Fifth graders are the experts as they partner with the Kindergartners to reinforce the message, “Everyone Counts.”  After reading Kathryn Otoshi’s award-winning book, One, the mentors got together with their younger counterparts to lead them in an activity that demonstrates that everyone is unique, beautiful and valuable.  (One is an ageless children’s book which beautifully and simply inspires kids — and adults, too — to step up for themselves and for others.)

A One Can Count team of teachers and staff came up with the idea of doing something seasonal that expressed the importance of respecting each other’s differences.  As the partners created their own snowflakes together, the students had fun getting to know one another as well as crafting something that they could display with pride.

There are so many positive things about P.S. 55’s efforts.

Using a Simple Tool

NYS Senator Andrew Lanza provided 30 copies of One and 30 copies of it’s companion book, Zero, to each elementary school in his district on Staten Island.  Inspired by the book and the gift, P.S. 55 set out to ensure that each student received their own personal copy of One.

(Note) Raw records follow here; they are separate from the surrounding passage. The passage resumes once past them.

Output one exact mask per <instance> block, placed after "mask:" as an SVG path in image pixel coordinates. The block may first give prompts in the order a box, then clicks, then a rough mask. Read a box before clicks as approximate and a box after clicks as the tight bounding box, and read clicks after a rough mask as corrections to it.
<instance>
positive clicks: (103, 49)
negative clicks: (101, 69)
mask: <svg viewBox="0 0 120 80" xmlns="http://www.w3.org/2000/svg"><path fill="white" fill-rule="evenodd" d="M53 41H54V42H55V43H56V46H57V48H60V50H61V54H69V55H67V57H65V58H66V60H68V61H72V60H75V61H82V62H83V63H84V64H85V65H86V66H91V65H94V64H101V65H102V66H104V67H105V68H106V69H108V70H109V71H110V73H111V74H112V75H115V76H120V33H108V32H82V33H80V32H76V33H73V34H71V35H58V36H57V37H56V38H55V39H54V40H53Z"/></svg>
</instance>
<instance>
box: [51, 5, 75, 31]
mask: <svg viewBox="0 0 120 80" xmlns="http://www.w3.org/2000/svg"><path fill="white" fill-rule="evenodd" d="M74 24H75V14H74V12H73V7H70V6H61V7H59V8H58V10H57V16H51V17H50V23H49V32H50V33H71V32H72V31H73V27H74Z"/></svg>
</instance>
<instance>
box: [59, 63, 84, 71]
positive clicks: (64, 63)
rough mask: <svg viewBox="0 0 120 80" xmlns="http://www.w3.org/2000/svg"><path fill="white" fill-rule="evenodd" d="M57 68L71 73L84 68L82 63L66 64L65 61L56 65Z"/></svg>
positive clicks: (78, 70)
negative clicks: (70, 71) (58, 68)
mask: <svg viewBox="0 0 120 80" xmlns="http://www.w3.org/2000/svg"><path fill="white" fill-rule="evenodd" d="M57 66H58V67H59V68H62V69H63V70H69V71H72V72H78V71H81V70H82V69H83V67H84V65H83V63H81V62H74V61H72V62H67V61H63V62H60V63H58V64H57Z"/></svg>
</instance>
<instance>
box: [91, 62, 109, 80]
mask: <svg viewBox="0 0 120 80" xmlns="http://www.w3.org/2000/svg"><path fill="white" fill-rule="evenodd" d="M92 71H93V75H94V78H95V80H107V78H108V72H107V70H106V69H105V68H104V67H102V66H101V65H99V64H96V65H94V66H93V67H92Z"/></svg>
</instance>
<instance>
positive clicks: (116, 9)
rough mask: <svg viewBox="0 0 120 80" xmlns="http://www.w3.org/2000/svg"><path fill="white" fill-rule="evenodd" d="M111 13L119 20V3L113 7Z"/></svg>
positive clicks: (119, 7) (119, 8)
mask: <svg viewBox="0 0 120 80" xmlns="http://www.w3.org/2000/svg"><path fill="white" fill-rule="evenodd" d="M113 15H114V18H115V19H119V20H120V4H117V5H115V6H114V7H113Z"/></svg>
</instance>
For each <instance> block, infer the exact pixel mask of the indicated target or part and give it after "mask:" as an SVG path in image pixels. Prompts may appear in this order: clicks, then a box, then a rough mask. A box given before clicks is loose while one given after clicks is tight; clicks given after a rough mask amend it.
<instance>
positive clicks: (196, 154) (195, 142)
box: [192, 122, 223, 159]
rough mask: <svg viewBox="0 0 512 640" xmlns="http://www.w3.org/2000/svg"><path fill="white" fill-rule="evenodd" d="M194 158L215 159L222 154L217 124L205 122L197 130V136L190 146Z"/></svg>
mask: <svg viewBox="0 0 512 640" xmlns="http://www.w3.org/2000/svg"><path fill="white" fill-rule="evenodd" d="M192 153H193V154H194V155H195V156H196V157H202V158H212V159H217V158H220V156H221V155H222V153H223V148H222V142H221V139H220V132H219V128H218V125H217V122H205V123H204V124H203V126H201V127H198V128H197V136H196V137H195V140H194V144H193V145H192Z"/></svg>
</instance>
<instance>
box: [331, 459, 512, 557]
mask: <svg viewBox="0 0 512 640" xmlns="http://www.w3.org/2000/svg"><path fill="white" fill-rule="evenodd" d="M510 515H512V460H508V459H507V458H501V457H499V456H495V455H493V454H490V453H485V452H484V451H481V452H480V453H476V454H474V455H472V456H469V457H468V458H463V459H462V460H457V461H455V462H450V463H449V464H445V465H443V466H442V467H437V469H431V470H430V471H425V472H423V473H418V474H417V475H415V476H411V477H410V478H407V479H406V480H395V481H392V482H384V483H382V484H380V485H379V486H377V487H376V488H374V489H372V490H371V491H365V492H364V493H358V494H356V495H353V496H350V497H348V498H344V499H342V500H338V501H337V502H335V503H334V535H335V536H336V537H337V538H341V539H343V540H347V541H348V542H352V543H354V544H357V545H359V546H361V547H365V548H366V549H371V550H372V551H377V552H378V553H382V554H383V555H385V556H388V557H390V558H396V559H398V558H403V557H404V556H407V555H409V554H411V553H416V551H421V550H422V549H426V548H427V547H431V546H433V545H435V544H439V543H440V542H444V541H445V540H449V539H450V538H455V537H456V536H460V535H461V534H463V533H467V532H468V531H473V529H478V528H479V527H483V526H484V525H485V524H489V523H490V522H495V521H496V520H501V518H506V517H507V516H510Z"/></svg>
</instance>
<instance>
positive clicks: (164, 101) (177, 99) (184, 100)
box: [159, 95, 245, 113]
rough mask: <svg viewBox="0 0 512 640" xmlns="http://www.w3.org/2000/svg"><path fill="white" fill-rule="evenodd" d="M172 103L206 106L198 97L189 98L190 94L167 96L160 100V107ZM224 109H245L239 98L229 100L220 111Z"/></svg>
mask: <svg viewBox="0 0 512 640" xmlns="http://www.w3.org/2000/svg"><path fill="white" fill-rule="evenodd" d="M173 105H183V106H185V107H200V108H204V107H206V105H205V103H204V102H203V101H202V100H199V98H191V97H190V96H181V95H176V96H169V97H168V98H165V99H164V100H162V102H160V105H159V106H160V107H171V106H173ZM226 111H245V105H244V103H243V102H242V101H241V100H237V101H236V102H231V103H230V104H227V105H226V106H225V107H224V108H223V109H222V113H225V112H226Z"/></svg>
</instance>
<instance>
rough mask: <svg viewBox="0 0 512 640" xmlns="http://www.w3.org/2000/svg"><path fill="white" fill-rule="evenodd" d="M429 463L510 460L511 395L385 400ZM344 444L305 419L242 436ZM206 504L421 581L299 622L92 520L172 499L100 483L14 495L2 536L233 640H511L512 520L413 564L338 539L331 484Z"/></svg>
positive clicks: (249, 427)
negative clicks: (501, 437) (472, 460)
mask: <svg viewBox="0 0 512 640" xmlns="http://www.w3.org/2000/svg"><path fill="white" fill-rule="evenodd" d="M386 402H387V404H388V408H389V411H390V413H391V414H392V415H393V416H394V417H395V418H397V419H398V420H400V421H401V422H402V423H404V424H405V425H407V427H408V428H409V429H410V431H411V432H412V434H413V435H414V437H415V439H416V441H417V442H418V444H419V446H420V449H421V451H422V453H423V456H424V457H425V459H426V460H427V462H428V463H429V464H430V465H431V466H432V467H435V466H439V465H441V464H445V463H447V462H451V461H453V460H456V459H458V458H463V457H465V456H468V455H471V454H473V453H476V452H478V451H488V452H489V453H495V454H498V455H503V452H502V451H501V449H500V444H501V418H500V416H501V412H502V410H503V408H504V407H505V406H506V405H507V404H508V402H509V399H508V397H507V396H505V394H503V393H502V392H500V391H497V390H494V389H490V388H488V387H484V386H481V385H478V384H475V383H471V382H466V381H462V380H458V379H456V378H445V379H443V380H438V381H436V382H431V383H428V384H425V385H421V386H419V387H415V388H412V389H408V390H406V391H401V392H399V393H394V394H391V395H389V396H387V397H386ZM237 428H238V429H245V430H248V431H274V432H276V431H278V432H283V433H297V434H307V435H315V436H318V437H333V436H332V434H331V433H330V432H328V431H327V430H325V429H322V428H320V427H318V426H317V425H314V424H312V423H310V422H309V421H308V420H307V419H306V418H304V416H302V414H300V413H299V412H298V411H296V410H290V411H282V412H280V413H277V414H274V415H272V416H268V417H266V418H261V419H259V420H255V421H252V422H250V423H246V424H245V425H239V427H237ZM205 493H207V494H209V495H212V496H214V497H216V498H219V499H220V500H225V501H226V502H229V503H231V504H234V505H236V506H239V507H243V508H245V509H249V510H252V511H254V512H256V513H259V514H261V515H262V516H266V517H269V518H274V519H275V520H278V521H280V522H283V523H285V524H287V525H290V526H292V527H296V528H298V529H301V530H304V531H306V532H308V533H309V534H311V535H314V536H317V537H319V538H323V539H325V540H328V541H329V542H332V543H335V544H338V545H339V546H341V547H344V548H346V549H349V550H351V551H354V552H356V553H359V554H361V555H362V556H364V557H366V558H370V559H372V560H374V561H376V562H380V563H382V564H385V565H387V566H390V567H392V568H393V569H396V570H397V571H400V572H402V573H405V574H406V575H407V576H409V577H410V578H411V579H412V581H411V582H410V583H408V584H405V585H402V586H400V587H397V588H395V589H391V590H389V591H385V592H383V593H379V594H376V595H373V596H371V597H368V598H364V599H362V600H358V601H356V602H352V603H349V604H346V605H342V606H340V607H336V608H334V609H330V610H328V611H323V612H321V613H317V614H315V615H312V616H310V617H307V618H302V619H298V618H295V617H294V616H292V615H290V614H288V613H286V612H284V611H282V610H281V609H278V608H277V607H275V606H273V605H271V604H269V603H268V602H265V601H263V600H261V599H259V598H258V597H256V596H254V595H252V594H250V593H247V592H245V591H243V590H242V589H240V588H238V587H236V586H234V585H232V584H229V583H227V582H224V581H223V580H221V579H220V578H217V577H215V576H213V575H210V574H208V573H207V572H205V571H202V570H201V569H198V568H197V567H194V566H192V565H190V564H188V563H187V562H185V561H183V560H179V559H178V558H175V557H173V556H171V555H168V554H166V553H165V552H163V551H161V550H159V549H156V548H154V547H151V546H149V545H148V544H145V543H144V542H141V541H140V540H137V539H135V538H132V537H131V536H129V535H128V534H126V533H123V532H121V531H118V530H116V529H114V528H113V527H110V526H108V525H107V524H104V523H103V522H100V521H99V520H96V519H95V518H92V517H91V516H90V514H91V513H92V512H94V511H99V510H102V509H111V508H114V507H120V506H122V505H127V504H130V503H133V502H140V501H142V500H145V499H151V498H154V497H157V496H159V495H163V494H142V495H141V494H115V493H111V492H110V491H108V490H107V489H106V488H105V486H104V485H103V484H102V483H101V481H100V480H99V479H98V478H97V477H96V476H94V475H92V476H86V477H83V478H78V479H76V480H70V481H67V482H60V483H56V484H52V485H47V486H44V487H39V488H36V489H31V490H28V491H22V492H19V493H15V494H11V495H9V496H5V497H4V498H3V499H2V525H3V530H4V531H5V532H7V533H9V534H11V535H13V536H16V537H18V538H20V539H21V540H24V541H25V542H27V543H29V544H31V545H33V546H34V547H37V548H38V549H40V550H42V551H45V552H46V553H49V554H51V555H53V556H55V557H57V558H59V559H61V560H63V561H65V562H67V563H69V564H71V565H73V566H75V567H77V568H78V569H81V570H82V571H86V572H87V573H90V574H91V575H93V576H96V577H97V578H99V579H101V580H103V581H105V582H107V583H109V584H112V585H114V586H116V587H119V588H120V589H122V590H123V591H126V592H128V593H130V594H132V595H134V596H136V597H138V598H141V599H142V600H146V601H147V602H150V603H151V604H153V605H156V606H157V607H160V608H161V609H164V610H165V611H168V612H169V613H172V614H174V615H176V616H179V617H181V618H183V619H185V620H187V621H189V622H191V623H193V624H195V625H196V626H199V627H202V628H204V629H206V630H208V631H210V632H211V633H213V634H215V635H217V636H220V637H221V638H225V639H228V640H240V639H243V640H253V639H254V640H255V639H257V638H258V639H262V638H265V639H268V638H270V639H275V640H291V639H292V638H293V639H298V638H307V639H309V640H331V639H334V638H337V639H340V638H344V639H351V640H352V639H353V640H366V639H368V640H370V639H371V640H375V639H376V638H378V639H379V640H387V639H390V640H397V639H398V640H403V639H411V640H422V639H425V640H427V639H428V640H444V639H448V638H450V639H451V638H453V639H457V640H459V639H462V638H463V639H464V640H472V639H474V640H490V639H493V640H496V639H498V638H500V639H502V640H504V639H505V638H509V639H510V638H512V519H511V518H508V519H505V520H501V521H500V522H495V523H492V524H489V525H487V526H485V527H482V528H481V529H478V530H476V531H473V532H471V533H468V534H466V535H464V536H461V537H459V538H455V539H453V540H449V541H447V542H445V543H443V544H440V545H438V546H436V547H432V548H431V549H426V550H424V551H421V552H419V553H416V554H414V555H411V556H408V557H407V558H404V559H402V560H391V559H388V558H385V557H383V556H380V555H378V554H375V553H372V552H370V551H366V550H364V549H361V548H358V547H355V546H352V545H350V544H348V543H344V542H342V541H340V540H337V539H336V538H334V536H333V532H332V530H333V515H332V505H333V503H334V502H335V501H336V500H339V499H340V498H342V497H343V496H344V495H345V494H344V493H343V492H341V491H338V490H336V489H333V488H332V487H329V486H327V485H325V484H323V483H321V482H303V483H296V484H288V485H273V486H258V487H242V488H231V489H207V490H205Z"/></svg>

The message of One is for all ages but when you make the older students the teachers, they take ownership of the concepts of kindness, empowerment, and positive action.  There are countless benefits of mentoring but perhaps placing students in a leadership role is the most powerful.  Leadership is the Anti-Bully.

Staff Involvement

When administration, teachers, guidance counselors, parent coordinators and other staff members get together to promote leadership, it’s a message to students that they’re important.  In essence, it demonstrates leadership and students learn by example.


Think about it.  Children learn more when they feel emotionally safe and when they’re having fun.  The fact that Kindergartners have a friend in the 5th grade is a big deal.  Add to that, the time spent doing a creative activity brings joy to both.


Empathy is easier to teach when students are asked to look out for someone younger.  Compassion helps students become “upstanders,” the secret weapon against bullying.  When kids step up for one another in mean situations, the bullying stops in seconds.

Hats off to Principal Sharon Fishman, Guidance Counselor Arlene Donnelly, staff members Juleah Bracker and Julia Lucchese and of course and most importantly, the brilliant students at P.S. 55.  Getting creative and teaching leadership helps create a school climate of cooperation.

In other words, P.S. 55 itself is like a snowflake — unique and beautiful.